Les États-Unis, l’Europe et les autres économies avancées utilisent ainsi jusqu’à 20 fois plus de plastique et 10 fois plus d’engrais que des pays comme l’Inde ou l’Indonésie. Ce qui en « souligne l’énorme potentiel de croissance dans le monde », note l’AIE.

L’AIE estime qu’il s’agit de l’un des « angles morts » du débat sur l’énergie, avec d’autres sujets qu’elle a déjà abordés comme l’essor de la climatisation. « La production, l’utilisation, et l’élimination de ces produits soulèvent une série de défis en termes de soutenabilité, auxquels il faudra faire face », juge-t-elle.

Elle formule dix recommandations à la fois sur la production et sur l’utilisation ainsi que l’élimination de ces produits. Elle prône notamment la réduction des plastiques à usage unique, l’amélioration de la gestion des déchets ou encore une « extension de la responsabilité du producteur » avec par exemple des taxes qui pénalisent la faible recyclabilité des produits.

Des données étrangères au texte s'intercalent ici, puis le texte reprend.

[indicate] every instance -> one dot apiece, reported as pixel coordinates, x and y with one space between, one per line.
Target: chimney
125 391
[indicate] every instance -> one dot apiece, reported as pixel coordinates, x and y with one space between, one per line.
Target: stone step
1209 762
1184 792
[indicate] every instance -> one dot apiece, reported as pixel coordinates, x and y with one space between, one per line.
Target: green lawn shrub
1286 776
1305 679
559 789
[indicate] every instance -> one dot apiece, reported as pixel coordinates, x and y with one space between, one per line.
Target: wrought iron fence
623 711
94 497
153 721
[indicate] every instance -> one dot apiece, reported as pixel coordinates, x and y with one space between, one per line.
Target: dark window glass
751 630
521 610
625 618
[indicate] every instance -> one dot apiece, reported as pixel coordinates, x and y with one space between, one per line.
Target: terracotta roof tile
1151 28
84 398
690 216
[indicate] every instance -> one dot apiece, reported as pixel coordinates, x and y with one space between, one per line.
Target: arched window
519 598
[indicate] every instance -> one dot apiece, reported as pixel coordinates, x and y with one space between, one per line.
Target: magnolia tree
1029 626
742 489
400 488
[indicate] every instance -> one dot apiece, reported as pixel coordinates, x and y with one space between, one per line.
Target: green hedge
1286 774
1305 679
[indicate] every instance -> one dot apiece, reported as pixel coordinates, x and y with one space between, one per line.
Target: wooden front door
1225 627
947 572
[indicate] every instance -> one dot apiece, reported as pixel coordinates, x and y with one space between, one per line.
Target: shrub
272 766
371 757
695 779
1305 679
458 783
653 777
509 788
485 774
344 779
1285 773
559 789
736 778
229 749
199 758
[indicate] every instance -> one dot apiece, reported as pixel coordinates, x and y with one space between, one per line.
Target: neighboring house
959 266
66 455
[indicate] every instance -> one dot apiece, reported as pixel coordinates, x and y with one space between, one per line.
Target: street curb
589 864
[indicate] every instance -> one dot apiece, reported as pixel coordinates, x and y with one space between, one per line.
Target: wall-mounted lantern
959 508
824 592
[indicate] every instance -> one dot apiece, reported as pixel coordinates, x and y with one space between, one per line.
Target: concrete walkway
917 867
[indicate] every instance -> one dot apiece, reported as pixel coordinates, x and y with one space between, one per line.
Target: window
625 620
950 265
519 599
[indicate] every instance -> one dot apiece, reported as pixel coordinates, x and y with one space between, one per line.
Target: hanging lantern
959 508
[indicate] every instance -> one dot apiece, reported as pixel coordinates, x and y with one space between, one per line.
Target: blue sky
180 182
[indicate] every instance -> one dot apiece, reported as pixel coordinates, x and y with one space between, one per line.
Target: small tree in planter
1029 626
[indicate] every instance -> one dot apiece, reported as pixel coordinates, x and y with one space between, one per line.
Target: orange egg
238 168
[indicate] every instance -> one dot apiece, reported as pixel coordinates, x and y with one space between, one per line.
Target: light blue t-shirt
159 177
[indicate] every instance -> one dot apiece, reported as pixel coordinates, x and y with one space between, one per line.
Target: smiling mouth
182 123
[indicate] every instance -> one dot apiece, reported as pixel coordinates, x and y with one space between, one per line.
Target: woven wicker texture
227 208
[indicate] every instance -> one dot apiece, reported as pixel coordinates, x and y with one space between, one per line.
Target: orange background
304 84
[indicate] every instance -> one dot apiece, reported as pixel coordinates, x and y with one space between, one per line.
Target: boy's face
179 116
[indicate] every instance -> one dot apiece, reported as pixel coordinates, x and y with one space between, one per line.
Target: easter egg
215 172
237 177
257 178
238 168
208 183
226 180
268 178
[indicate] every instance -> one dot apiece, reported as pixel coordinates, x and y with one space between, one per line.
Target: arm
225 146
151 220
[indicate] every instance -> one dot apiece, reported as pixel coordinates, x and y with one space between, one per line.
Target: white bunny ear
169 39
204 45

La quantité de plastique qui finit dans les océans chaque année pourrait ainsi être réduite considérablement et la quantité totale de plastique accumulée dans les mers être plus que divisée par deux d’ici 2050 par rapport à un scénario où la tendance actuelle se poursuivrait. Le stock de plastique en mer serait ainsi quasi-stabilisé à cet horizon, sans compter les initiatives éventuelles pour aller retirer les sacs et autres produits emballages à la dérive.

Côté production, l’AIE encourage aussi des réglementations pour limiter les émissions de CO2 ou encore l’établissement de normes plus strictes pour la qualité de l’air.